Return value of current watt consumption on command line

On my system I can obtain the power drawn from the battery from

cat /sys/class/power_supply/BAT0/power_now
9616000

On Thinkpads if the tp_smapi module is loaded, the file is

cat /sys/devices/platform/smapi/BAT0/power_now

The value seems to be in µW, though. You can convert it with any tool you're comfortable with, e.g. awk:

awk '{print $1*10^-6 " W"}' /sys/class/power_supply/BAT0/power_now
9.616 W

In case you cannot find the location within the sysfs file system, you can search for it:

find /sys -type f -name power_now 2>/dev/null

Additionally, the package lm-sensors may be used to determine the system power usage on some machines:

# sensors power_meter-acpi-0
power_meter-acpi-0
Adapter: ACPI interface
power1:      339.00 W  (interval =   1.00 s)

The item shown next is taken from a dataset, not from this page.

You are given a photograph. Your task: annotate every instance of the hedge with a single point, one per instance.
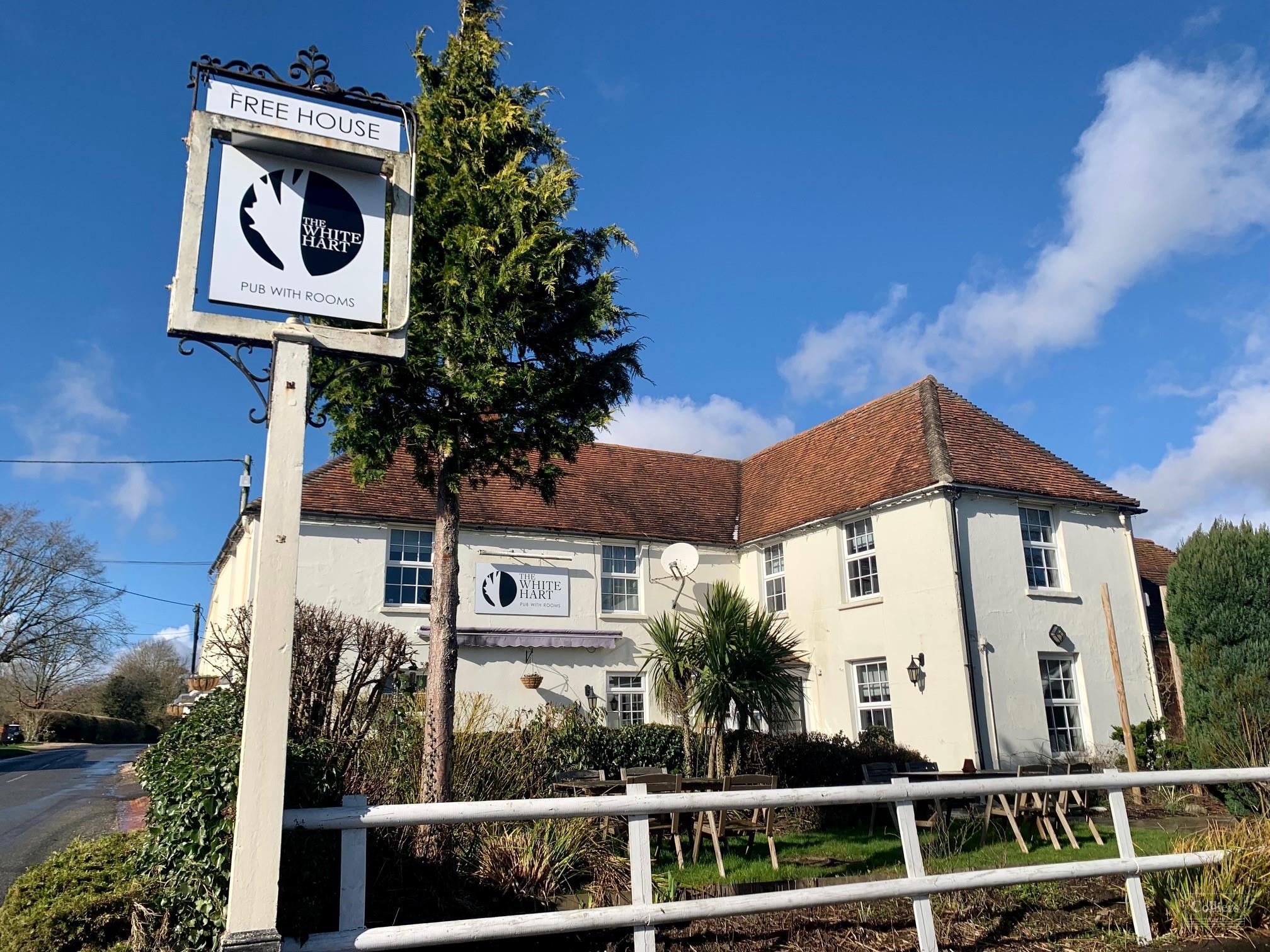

My laptop has none of these (it also has no battery currently), but it does have a "powercap" device.
It seems this device is able to set restrictions on the user power.

And it (naturally) can read the power draw in order to enforce them.
The power draw can be found at the energy_uj file, i.e.:

cat /sys/class/powercap/*/energy_uj

It'll show the lecture (or lectures, if you have many powercap devices) in micro-Joules. This is actually a counter of the energy consumed, so you need to divide it by a time delta in order to get the power.

Is this the power drawn by my laptop, or just a part of it? I don't know.


On a laptop by reading the ACPI data from either procfs or sysfs. On my system the files are:

/proc/acpi/battery/BAT0/state
/sys/bus/acpi/drivers/battery/PNP0C0A:00/power_supply/BAT0/power_now

Note that the sysfs is heavily symlinked so there are many ways to reach the file. power_now is the file name you are looking for.